The blood donation claim is the most overstated. He says to donate "every 90 days" and frames it primarily as an inflammation reducer. The actual mechanism most cited in research is ferritin reduction, not inflammation per se. Salonen et al. (1998, BMJ) linked high ferritin and iron stores to cardiovascular risk in men. Some researchers have associated high iron with oxidative stress, which intersects with inflammation, but calling blood donation an inflammation fix is a stretch that skips several steps.

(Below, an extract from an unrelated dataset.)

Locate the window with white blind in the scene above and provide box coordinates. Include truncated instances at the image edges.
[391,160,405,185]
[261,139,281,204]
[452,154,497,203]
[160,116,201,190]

The mouth taping recommendation also deserves scrutiny. While nasal breathing does have documented benefits over mouth breathing during sleep, including better nitric oxide production and reduced sleep-disordered breathing symptoms, the evidence that adhesive mouth tape is safe and effective is thin. Huang et al. (2015, Journal of Clinical Sleep Medicine) studied nasal breathing interventions but not consumer mouth tape specifically. People with undiagnosed sleep apnea should not be taping their mouths shut based on a TikTok tip.
What he got right: the post-meal walk, morning sunlight, and resistance training recommendations are genuinely well-supported and underutilized in mainstream health advice. Credit where it's due.
What should you actually know?
These are low-risk, high-plausibility habits, not miracle protocols. The 20-minute post-meal walk is probably the most underrated tip on the list. Postprandial glucose management matters for long-term metabolic health, and most people don't associate a short walk with that outcome.
Blood donation frequency is regulated for a reason. The American Red Cross sets the standard interval at 56 days for whole blood, not 90. Donating more frequently than guidelines allow can cause iron deficiency anemia, especially in women, which is likely why the creator specifies men. But framing it as an inflammation hack without that context is incomplete at best.
Gratitude practices do have some peer-reviewed support. Emmons and McCullough (2003, Journal of Personality and Social Psychology) found structured gratitude journaling improved well-being markers. But "vitamin G" language medicalizes what is essentially a mindfulness practice, and that framing should be taken lightly. None of these tips replace a relationship with a clinician, particularly for anyone managing a chronic condition.
Is this content appropriate for a health platform audience?
These seven tips are among the more responsible things circulating in biohacker content. Nothing here is dangerous for most healthy adults, with the mouth tape caveat being the clearest exception. The creator doesn't sell anything in this clip, doesn't recommend specific doses, and doesn't attach peptides or supplements to these claims.
That said, the lack of mechanistic explanation means viewers absorb conclusions without understanding the reasoning. "Donate blood to lower inflammation" sounds like a medical claim. The actual evidence is more about iron load and cardiovascular risk in iron-replete men, a distinction that matters. Audiences deserve that context, not just the headline. If you're on a regulated telehealth platform, run these habits by your provider before treating a TikTok list as a protocol.